Maka, siapakah gerangan yang telah memberi sel ini kemampuan seperti itu, dan mengajarinya sedemikian rapa? Padahal dia hanya sebuah sel sederhana yang tidak punya akal, pengetahuan, kehendak, dan kekuatan? Sesungguhnya yang memberikan semua itu adalah Allah. Dia mengajarkan kepadanya apa yang tidak dapat dilakukan oleh seluruh manusia untuk membuat sebutir mata atau sebagiannya saja. Sedangkan, sebuah sel atau sejumlah sel yang sederhana dapat melakukan pekerjaan yang besar ini.

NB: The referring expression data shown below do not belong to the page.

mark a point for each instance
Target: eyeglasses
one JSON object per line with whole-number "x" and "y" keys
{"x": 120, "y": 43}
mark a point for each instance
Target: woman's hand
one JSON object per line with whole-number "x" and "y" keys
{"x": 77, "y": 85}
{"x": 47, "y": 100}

Di balik gambaran sepintas kilas tentang gambaran-gambaran perjalanan yang panjang dan mengagumkan antara air yang memancar dan manusia yang berpikir ini, tersimpan sejumlah keajaiban dan keanehan yang tidak terhitung dalam perangkat-perangkat dan anggota-anggota yang istimewa, yang tidak dapat dihitung jumlahnya dalam tafsir azh-Zhilāl ini. Semua hal itu menjadi saksi atas adanya ketentuan dan pengaturan Ilahi. Juga menunjukkan adanya tangan yang memelihara, yang memberi petunjuk dan pertolongan. Hal itu dikuatkan dengan hakikat pertama yang Allah bersumpah dengan langit dan bintang yang datang pada waktu malam, sebagaimana hal ini juga sebagai pengantar bagi hakikat yang kedua. Yaitu, hakikat penciptaan terakhir (di akhirat) yang tidak dibenarkan oleh kaum musyrikīn, orang-orang yang pertama kali diajak bicara dalam surah ini.